Fine Ottocento e primi Novecento anche dall’Italia partivano navi cariche di italiani per le “Americhe” per i lavori agricoli, alcuni nell’emisfero boreale, altri per fermarsi per sempre. E purtroppo violente burrasche e scogliere sommerse han fatto vittime.

Nel 1927 mio nonno, papà di mia madre, licenziato per motivi politici dalle ferrovie, con motivazione infamante di scarso rendimento, prese la strada delle Americhe.

La nave era la “Principessa Mafalda”. Già una nave gemella, che portava anche lei il nome di una principessa sabauda, si inabissò al momento del varo a Riva Trigoso.

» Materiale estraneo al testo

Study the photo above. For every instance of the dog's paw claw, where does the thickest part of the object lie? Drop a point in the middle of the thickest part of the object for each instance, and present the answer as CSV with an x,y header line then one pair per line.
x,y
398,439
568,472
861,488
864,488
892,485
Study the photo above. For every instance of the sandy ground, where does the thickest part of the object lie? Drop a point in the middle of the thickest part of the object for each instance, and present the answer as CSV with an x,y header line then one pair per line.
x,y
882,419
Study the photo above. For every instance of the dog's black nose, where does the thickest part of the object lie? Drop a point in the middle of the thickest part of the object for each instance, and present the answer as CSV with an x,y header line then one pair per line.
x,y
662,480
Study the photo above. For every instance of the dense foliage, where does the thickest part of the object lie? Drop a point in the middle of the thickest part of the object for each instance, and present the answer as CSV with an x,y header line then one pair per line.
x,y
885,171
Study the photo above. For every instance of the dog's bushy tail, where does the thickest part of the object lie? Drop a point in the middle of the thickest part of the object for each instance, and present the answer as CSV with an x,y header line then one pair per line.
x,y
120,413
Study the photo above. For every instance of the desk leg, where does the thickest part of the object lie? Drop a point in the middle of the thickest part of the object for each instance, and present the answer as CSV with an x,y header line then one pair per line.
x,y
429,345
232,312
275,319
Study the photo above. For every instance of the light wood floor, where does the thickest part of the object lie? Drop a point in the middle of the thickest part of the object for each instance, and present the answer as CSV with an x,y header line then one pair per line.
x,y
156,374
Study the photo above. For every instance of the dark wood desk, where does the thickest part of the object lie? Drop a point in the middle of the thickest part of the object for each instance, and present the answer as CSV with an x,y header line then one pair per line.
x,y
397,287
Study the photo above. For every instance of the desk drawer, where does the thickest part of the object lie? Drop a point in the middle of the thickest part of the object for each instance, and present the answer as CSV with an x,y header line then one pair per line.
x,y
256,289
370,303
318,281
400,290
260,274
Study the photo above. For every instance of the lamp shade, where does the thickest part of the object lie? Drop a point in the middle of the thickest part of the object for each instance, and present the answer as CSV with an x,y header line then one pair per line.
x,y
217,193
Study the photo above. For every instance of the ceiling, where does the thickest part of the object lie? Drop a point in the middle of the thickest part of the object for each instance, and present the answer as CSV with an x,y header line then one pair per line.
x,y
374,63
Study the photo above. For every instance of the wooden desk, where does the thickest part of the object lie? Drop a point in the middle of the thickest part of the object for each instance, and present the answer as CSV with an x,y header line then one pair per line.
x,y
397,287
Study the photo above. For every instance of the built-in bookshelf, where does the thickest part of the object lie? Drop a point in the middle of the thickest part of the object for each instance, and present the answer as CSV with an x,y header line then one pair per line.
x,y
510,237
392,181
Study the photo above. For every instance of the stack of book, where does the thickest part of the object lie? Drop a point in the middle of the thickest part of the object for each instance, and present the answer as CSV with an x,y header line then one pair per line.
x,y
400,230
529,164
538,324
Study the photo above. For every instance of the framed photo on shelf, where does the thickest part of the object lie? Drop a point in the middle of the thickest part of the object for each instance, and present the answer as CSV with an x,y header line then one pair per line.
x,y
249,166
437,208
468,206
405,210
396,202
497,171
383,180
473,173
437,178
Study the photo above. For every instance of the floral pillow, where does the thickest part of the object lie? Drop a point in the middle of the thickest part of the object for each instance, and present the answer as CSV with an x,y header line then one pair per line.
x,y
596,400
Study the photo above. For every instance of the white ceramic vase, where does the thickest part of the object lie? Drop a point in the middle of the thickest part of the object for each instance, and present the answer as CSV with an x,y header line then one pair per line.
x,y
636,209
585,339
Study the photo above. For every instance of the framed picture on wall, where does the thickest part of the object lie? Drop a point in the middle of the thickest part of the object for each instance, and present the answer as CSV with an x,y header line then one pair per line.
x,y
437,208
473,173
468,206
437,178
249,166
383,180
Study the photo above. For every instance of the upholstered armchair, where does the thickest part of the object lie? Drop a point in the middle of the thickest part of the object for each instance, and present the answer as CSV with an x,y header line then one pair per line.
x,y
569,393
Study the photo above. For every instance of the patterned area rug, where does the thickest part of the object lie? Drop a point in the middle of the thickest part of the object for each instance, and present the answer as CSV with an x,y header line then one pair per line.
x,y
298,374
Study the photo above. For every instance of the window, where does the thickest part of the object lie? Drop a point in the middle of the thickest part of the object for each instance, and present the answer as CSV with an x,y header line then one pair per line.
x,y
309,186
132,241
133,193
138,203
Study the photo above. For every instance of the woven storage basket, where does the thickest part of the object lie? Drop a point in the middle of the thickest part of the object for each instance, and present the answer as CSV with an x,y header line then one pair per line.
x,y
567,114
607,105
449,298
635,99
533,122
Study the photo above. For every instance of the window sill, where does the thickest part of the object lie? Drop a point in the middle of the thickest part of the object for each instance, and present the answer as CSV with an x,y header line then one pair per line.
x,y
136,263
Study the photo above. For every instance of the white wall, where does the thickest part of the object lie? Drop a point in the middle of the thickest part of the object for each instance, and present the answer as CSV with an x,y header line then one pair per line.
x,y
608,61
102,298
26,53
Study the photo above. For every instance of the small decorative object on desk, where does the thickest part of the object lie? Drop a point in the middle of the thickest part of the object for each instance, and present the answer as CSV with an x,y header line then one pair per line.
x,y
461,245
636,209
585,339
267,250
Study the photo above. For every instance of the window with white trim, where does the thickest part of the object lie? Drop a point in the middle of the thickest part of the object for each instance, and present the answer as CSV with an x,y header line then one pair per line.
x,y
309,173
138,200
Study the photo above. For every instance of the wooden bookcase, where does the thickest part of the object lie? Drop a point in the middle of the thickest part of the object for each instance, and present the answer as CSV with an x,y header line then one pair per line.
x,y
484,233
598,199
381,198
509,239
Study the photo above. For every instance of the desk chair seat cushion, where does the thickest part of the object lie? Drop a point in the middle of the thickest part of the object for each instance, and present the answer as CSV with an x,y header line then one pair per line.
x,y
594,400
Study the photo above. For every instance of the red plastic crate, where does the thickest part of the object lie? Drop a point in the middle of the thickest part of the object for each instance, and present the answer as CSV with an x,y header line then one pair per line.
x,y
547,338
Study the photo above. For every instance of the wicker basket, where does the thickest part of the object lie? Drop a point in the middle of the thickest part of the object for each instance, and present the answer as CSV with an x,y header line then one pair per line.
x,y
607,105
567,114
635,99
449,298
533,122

La nave era ormai logora, a 60 miglia da S. Paolo del Brasile, l’elica si sfilò e squarciò la poppa. Le paratie non ressero e la nave si inabissò con il suo carico umano (300 morti).

Nonno si salvò: dopo 12 ore in acqua fu raccolto da un mercantile olandese. Restò in America, Argentina, un paio d’anni, poi rientrò in Italia e con la patente di macchinista di macchine a vapore trovò lavoro a “La Stampa”.